Diversity hits the fashion runway at Newhouse

On Friday, dozens of models walked the runway in the Newhouse 1 lobby for the fifth annual Fashion Communications Milestone fashion show.

Nearly 100 students crowded into the lobby of Newhouse I on Friday night, eagerly anticipating the start of the fifth annual fashion communications show: “Fashion Follows Form: Fashion and Diversity.”

This year’s fashion show celebrated versatility in the fashion world. The hour-long show marked the fifth anniversary of the Fashion and Beauty Communications Milestone, a joint program between the fashion department in the College of Visual and Performing Arts and Newhouse that allows students to take courses geared to fashion communications.

Diversity in fashion was represented through five distinct segments of the show.

“You could really tell the break-up of each segment and it was a very smooth transition,” said Paris Peckerman, a junior television, radio and film major. “They did a really good job with the diversity theme.”

Newhouse Fashion Show 2011

-Photo by Janet Huang

The first segment of the show featured garments provided by Syracuse’s local Thrifty Shopper, a store that celebrates androgyny. Their clothes are marked by bright bursts of color, blazers and the clever use of ties as belts. All pink outfits signaled a switch to the breast cancer awareness portion of the show, featuring models that all have personally battled breast cancer.

The crowd burst into cheers and applause as professors took to the runway for the breast cancer awareness portion of the show.

The show even included some improvisation.

Tim Westbrook, a senior fiber arts and material studies major who designed some outfits for the show, decided to join the ranks of models when a fashion show director found a pink jersey emblazoned with his last name, “Westbrook,” on the back.  “Grab some pink heels and come do this,” said the show director.

Westbrook threw on the jersey and strutted down the runway stairs in hot pink pants and four-inch heels.

“I love the idea of the hyper-masculine matched with the feminine,” he said. 

Although each part of the show had its own unique style, certain themes were constant throughout the show.

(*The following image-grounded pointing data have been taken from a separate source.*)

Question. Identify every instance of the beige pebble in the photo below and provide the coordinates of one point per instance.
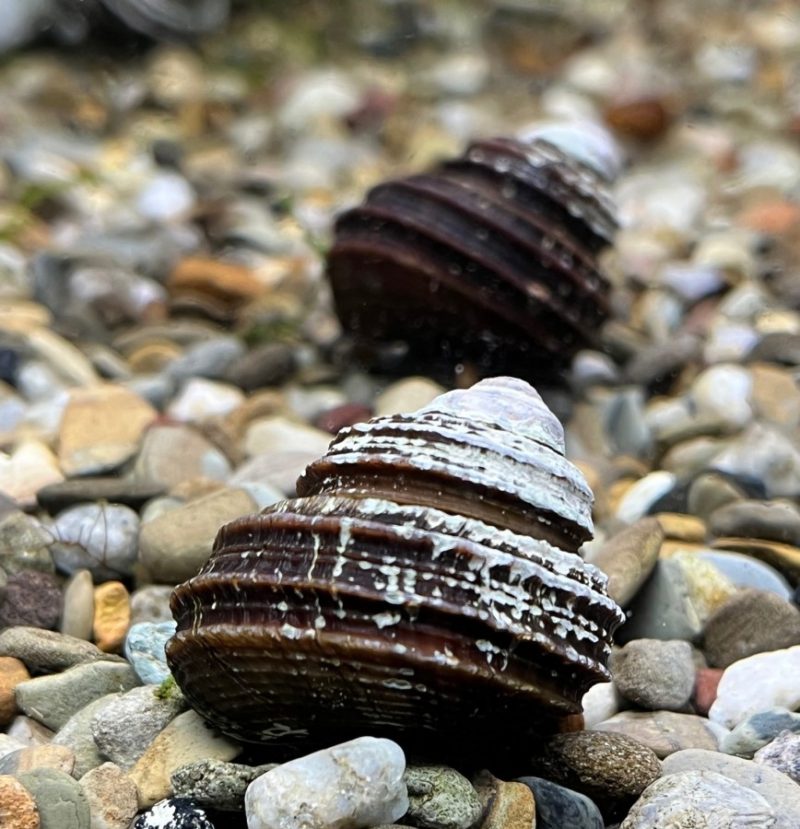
(12, 672)
(17, 806)
(112, 615)
(112, 797)
(185, 740)
(101, 428)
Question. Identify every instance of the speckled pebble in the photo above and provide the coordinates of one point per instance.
(60, 799)
(174, 813)
(440, 798)
(144, 649)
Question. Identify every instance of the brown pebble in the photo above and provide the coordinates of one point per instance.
(610, 769)
(12, 672)
(705, 689)
(506, 805)
(112, 796)
(112, 615)
(17, 806)
(48, 756)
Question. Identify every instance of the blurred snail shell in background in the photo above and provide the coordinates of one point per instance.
(490, 260)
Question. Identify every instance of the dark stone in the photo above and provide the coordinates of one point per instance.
(778, 347)
(174, 813)
(772, 520)
(266, 365)
(557, 806)
(32, 598)
(134, 494)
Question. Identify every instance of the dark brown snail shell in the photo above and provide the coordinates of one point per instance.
(425, 583)
(490, 261)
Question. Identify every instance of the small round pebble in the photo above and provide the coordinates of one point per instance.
(782, 754)
(59, 798)
(610, 769)
(440, 798)
(750, 622)
(174, 813)
(653, 674)
(144, 649)
(31, 598)
(102, 538)
(759, 730)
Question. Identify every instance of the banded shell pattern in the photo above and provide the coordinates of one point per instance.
(425, 581)
(491, 259)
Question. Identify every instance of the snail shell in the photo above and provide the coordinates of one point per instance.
(425, 582)
(490, 260)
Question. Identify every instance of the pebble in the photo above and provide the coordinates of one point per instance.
(111, 795)
(201, 399)
(276, 432)
(112, 615)
(558, 807)
(17, 805)
(744, 571)
(758, 730)
(706, 682)
(664, 731)
(628, 558)
(24, 544)
(172, 454)
(77, 615)
(125, 727)
(265, 365)
(440, 798)
(32, 598)
(102, 538)
(348, 786)
(174, 813)
(776, 788)
(757, 683)
(699, 799)
(52, 700)
(144, 650)
(26, 470)
(663, 608)
(176, 544)
(59, 799)
(101, 429)
(46, 651)
(184, 739)
(654, 674)
(12, 672)
(215, 783)
(151, 604)
(61, 758)
(505, 805)
(782, 754)
(406, 395)
(773, 520)
(600, 703)
(640, 497)
(610, 769)
(750, 622)
(126, 491)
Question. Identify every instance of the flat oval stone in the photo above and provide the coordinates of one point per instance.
(353, 785)
(699, 799)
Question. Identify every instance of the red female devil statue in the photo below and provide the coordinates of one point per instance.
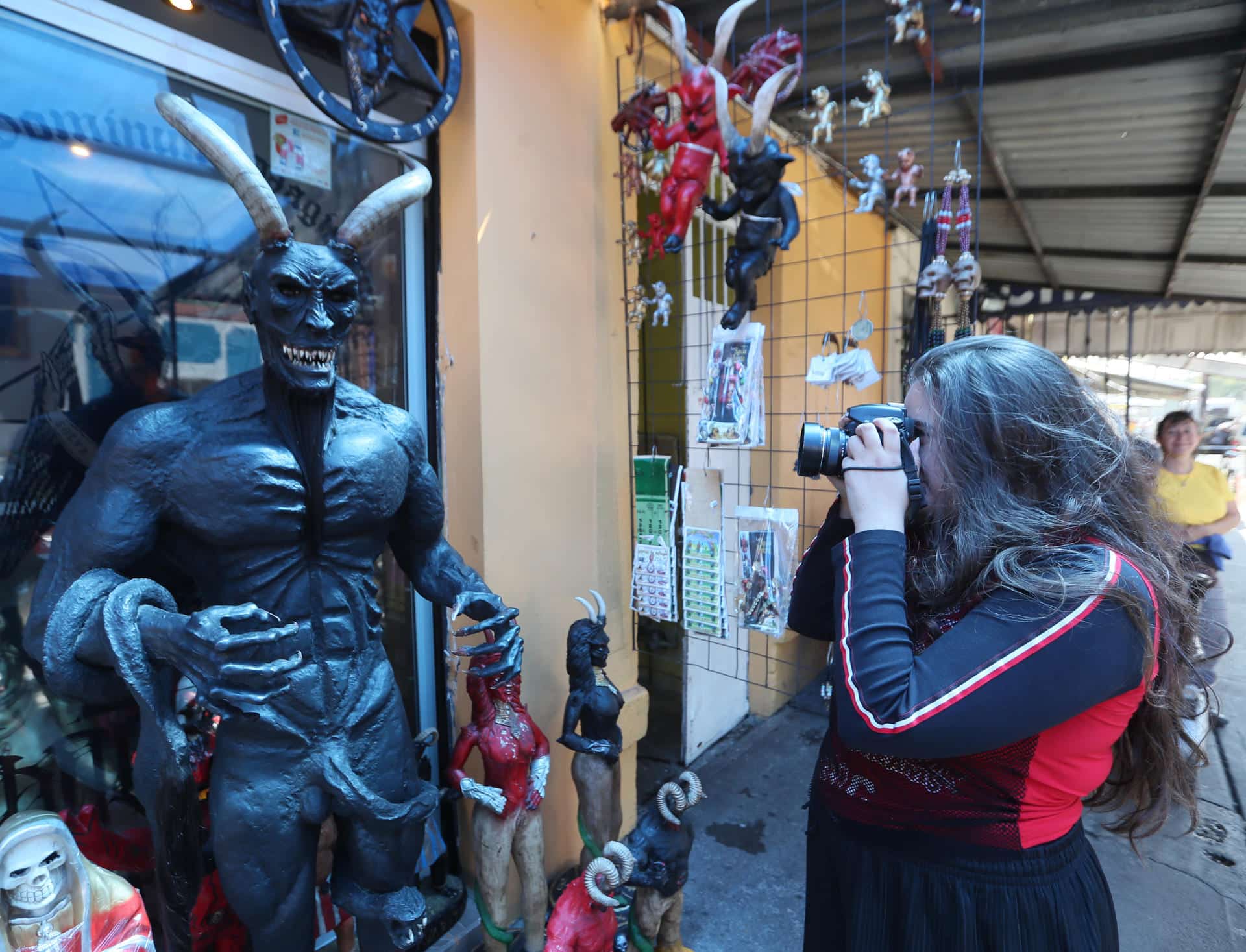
(696, 135)
(583, 919)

There was a a sense of balance in each look as loose, fluid, harem pants were paired with fitted tops and flowy, off-the-shoulder tops were paired with tight skinny jeans. High-waist skirts and trousers paired with strapless or high collared tops emphasized the waist, neck and shoulders.

The later segments of the show included eco-friendly designs and looks designed by the freshman, sophomore, and junior VPA fashion design students.

“They did a really good job of presenting a lot of high-fashion looks with some more ready-to-wear stuff,” said Marie Rich, a junior television, radio and film major. “I like how the mix of themes were all different but had a lot of the same ideas.”

This was the first time that the show has been completely student-directed. One of the directors, senior fashion design major, Hannah Slocum, attributed the show’s success to the help of dozens of student stylists, hair and makeup artists, models and designers.

“We did a lot of prep beforehand to make sure everything went smoothly,” Slocum said. “In terms of models, people involved, the turn out, I think that this is the biggest the show has ever been.”